Anyways, the reason I choose this route is because it's usually faster (based on my experience) to append pre-made HTML to the DOM rather than looping over JSON and inserting the stuff unless it's just, like, a bit of text to replace into an element. But, the method I've shown is, IMO, the best of both worlds. You can attach HTML as a string to one of the JSON properties.
Happy jQuerying :-)
The "possible action beyond that" part of your question makes a big difference. If you need to do other things with the data besides display it, returning as JSON is a clearly better option because you can work with the data as a native JavaScript object instead of having to traverse the HTML DOM. If all you ever intend to do is display it, I don't see any reason to go through the trouble of building that display in JavaScript; just build the HTML in your presentation layer on the server.
This came up recently and possible a dupe: The AJAX response: Data (JSON, XML) or HTML snippet?.
If you are going to be creating HTML then you may as well be returning HTML directly and inject it into the DOM. However, there are times you need to work with objects which is where JSON comes in handy.

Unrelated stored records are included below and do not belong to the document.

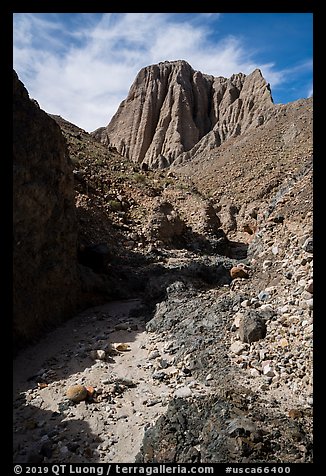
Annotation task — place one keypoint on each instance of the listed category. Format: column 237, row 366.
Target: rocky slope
column 172, row 111
column 44, row 221
column 218, row 254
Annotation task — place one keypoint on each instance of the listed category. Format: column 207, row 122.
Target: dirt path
column 130, row 391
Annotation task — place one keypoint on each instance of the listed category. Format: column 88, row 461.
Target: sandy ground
column 109, row 429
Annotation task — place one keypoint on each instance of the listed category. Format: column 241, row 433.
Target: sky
column 81, row 65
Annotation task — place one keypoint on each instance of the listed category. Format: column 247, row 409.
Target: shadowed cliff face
column 46, row 285
column 172, row 111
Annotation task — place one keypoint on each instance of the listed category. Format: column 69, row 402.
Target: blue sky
column 81, row 65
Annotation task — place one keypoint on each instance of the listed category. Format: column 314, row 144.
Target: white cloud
column 310, row 91
column 83, row 73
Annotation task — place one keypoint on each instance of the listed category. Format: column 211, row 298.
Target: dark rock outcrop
column 45, row 283
column 172, row 112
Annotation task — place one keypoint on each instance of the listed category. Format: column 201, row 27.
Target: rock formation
column 45, row 230
column 172, row 112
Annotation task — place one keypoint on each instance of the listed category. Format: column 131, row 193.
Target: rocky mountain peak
column 172, row 110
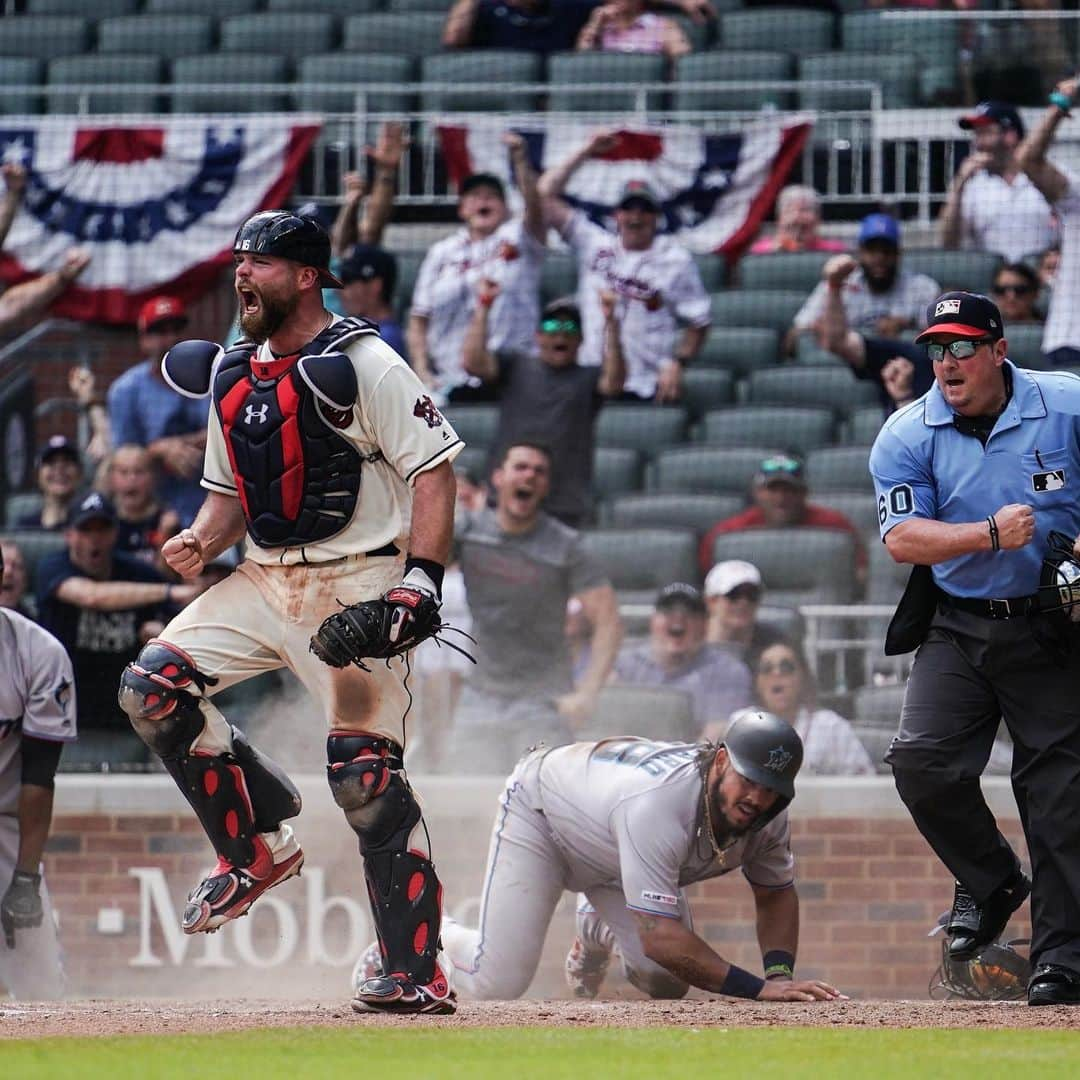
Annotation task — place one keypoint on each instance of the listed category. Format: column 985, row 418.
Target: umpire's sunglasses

If you return a Person object for example then you can greet Person.Name and show Person.Preferences which is really handy. It depends on your design but the general considerations should be to keep HTML out of Javascript unless you're building RIA.
I have used all three and have come to the conclusion that returning HTML is better when introducing new elements to a page.
My experiance is that when building HTML with javascript I am usually replicating work that will have already have been done for the non javascript user journey.
I still prefer parsing json for updating existing elements or creating javascript only functionality. I tell myself this for bandwidth, but I think it just because I love javascript.
As a forth option, I read a great post about how Flickr deal with vast quantities of data with string concatination. Basically just parse a big o' string down the pipe and chop it up on the client. This significantly reduces the on the server, with only a marginal increase on the client.
Returning pure HTML is the best solution. For the most part gzip should neutralize any difference in bandwidth, and rendering via javascript on the client can be slow if the client is a crappy machine. Finally, writing javascript to render HTML is hard to work with compared to using something nice like a view if you use MVC.